The process of choosing a doctor to treat a job-related injury or illness can have a huge impact on the treatment that you receive and the outcome of your workers’ compensation claim. Their opinion will carry substantial weight in any review of your disability and its effect on your earning capacity. You should be aware that you will need to follow certain requirements under state law to have your medical costs reimbursed by the workers’ compensation insurer. Each state imposes its own set of requirements. However, these requirements do not apply to emergency care. If you need immediate medical attention, you should seek it without worrying about what the workers’ compensation system permits.
Some states allow a worker to choose their own doctor with minimal restrictions, while other states require a worker to choose a doctor from a list provided by the employer. In still other states, a worker must accept the doctor chosen by their employer, although they may have the right to change their doctor later. Read more here about changing doctors in the workers’ compensation process.
Choosing Your Own Doctor
New York, Texas, and certain other states allow a worker to choose their own doctor if the employer has not set up a provider plan or managed care network. The state may provide a list of doctors who are approved to treat job-related injuries and illnesses, but the list should give the worker substantial freedom of choice. California allows a worker to choose their own doctor only if this is their pre-existing primary care doctor, if the employer offers group health coverage, and if they have provided written notice to the employer that they will use their primary care doctor. Critically, the worker must provide this notice before the condition arises. Certain other states provide specific requirements as well.
If you can choose your own doctor, you should look for someone who is experienced in treating your type of condition and who is readily available for appointments. The doctor also should be willing to work with the workers’ compensation payment system. They should be familiar with the issues that can arise in the workers’ compensation claim process so that they can help you deal with any opposition from the insurer. This will involve documenting your condition in detail and being prepared to testify in support of their opinions and recommendations.

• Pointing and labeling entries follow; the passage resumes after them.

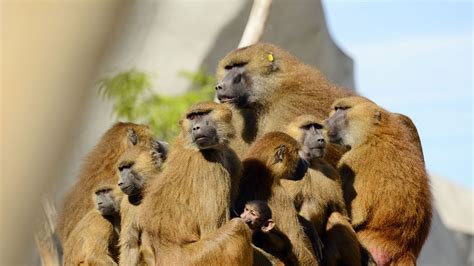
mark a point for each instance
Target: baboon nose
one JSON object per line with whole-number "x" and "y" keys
{"x": 219, "y": 87}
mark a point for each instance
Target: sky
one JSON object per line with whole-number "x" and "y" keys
{"x": 415, "y": 58}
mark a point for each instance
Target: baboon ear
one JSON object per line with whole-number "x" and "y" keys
{"x": 132, "y": 136}
{"x": 161, "y": 147}
{"x": 268, "y": 226}
{"x": 280, "y": 154}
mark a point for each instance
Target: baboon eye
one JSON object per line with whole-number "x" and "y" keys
{"x": 230, "y": 66}
{"x": 132, "y": 136}
{"x": 342, "y": 108}
{"x": 314, "y": 125}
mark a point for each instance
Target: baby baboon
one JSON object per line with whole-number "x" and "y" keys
{"x": 385, "y": 183}
{"x": 94, "y": 240}
{"x": 99, "y": 167}
{"x": 270, "y": 87}
{"x": 265, "y": 235}
{"x": 319, "y": 194}
{"x": 136, "y": 166}
{"x": 270, "y": 159}
{"x": 186, "y": 211}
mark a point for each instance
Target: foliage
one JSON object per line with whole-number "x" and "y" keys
{"x": 135, "y": 101}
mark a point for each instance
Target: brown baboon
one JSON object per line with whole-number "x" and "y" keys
{"x": 265, "y": 235}
{"x": 99, "y": 167}
{"x": 269, "y": 159}
{"x": 186, "y": 211}
{"x": 270, "y": 87}
{"x": 94, "y": 239}
{"x": 136, "y": 166}
{"x": 319, "y": 194}
{"x": 385, "y": 183}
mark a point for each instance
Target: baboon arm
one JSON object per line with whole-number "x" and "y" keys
{"x": 96, "y": 261}
{"x": 232, "y": 242}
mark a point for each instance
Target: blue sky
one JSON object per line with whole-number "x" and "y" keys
{"x": 415, "y": 58}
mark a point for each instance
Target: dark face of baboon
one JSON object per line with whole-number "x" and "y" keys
{"x": 203, "y": 130}
{"x": 258, "y": 216}
{"x": 106, "y": 201}
{"x": 313, "y": 142}
{"x": 207, "y": 126}
{"x": 136, "y": 163}
{"x": 247, "y": 75}
{"x": 280, "y": 154}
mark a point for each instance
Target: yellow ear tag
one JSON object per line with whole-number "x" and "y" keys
{"x": 270, "y": 57}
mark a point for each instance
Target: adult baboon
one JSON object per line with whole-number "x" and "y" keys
{"x": 386, "y": 186}
{"x": 186, "y": 211}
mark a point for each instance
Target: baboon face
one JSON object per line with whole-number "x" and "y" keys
{"x": 352, "y": 120}
{"x": 258, "y": 216}
{"x": 234, "y": 88}
{"x": 207, "y": 125}
{"x": 137, "y": 164}
{"x": 313, "y": 142}
{"x": 247, "y": 75}
{"x": 203, "y": 130}
{"x": 106, "y": 202}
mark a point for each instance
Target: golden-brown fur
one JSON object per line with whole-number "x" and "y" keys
{"x": 94, "y": 239}
{"x": 281, "y": 90}
{"x": 319, "y": 193}
{"x": 98, "y": 167}
{"x": 318, "y": 196}
{"x": 386, "y": 186}
{"x": 145, "y": 164}
{"x": 261, "y": 181}
{"x": 185, "y": 212}
{"x": 341, "y": 246}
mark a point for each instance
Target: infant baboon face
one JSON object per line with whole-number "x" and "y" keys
{"x": 258, "y": 216}
{"x": 138, "y": 164}
{"x": 313, "y": 145}
{"x": 106, "y": 202}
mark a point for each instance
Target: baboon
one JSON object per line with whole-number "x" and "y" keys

Choosing a Doctor Within a Designated Network
Many employers and insurers arrange for treatment through a provider network or managed care organization when an employee suffers a work-related injury or illness. The employee still has some control over their doctor, but they will need to select a doctor within that network. Similarly, employers in some states give employees a panel of providers from whom they can choose. State laws provide minimum requirements for the number of doctors and specialists who must be included in the panel. An employer may not be allowed to include more than a certain number of clinics.
When the Employer Chooses the Doctor
Florida and certain other states require an injured employee to seek treatment from a doctor chosen by their employer. This may involve just one initial consultation with the employer-chosen doctor, or you may need to see that doctor for a certain period of time. Getting treatment from an employer-chosen doctor is not ideal because they may have an incentive to advance the employer’s interests instead of yours. You may want to change doctors if you are concerned about this conflict of interest.